Significant diversification

The 3 months correlation between MGIC and Bank is 0.07. Overlapping area represents the amount of risk that can be diversified away by holding MGIC Investment Corp and Bank of America in the same portfolio, assuming nothing else is changed. The correlation between historical prices or returns on Bank of America and MGIC Investment is a relative statistical measure of the degree to which these equity instruments tend to move together. The correlation coefficient measures the extent to which returns on MGIC Investment Corp are associated (or correlated) with Bank of America. Values of the correlation coefficient range from -1 to +1, where. The correlation of zero (0) is possible when the price movement of Bank of America has no effect on the direction of MGIC Investment i.e., MGIC Investment and Bank of America go up and down completely randomly.
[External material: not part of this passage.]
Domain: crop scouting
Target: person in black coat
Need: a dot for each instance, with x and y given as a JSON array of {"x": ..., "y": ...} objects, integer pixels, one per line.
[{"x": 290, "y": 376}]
Pair Corralation between MGIC Investment and Bank of America

Considering the 90-day investment horizon MGIC Investment Corp is expected to under-perform the Bank of America. In addition to that, MGIC Investment is 2.45 times more volatile than Bank of America. It trades about -0.01 of its total potential returns per unit of risk. Bank of America is currently generating about 0.0 per unit of volatility. If you would invest  2,282  in Bank of America on September 12, 2024 and sell it today you would lose (2.00) from holding Bank of America or give up 0.09% of portfolio value over 90 days.
Time Period3 Months [change]
DirectionMoves Together 
StrengthInsignificant
Accuracy100.0%
ValuesDaily Returns

MGIC Investment Corp  vs.  Bank of America

 Performance 
       Timeline  
MGIC Investment Corp 

Risk-Adjusted Performance

1 of 100

 
Weak
 
Strong
Very Weak
Compared to the overall equity markets, risk-adjusted returns on investments in MGIC Investment Corp are ranked lower than 1 (%) of all global equities and portfolios over the last 90 days. Despite nearly stable basic indicators, MGIC Investment is not utilizing all of its potentials. The recent stock price disturbance, may contribute to mid-run losses for the stockholders.
Bank of America 

Risk-Adjusted Performance

5 of 100

 
Weak
 
Strong
Modest
Compared to the overall equity markets, risk-adjusted returns on investments in Bank of America are ranked lower than 5 (%) of all global equities and portfolios over the last 90 days. Despite nearly stable essential indicators, Bank of America is not utilizing all of its potentials. The latest stock price disturbance, may contribute to mid-run losses for the stockholders.

MGIC Investment and Bank of America Volatility Contrast

   Predicted Return Density   
       Returns  

Pair Trading with MGIC Investment and Bank of America

The main advantage of trading using opposite MGIC Investment and Bank of America positions is that it hedges away some unsystematic risk. Because of two separate transactions, even if MGIC Investment position performs unexpectedly, Bank of America can make up some of the losses. Pair trading also minimizes risk from directional movements in the market. For example, if an entire industry or sector drops because of unexpected headlines, the short position in Bank of America will offset losses from the drop in Bank of America's long position.
The idea behind MGIC Investment Corp and Bank of America pairs trading is to make the combined position market-neutral, meaning the overall market's direction will not affect its win or loss (or potential downside or upside). This can be achieved by designing a pairs trade with two highly correlated stocks or equities that operate in a similar space or sector, making it possible to obtain profits through simple and relatively low-risk investment.
Check out your portfolio center.
Note that this page's information should be used as a complementary analysis to find the right mix of equity instruments to add to your existing portfolios or create a brand new portfolio. You can also try the Correlation Analysis module to reduce portfolio risk simply by holding instruments which are not perfectly correlated.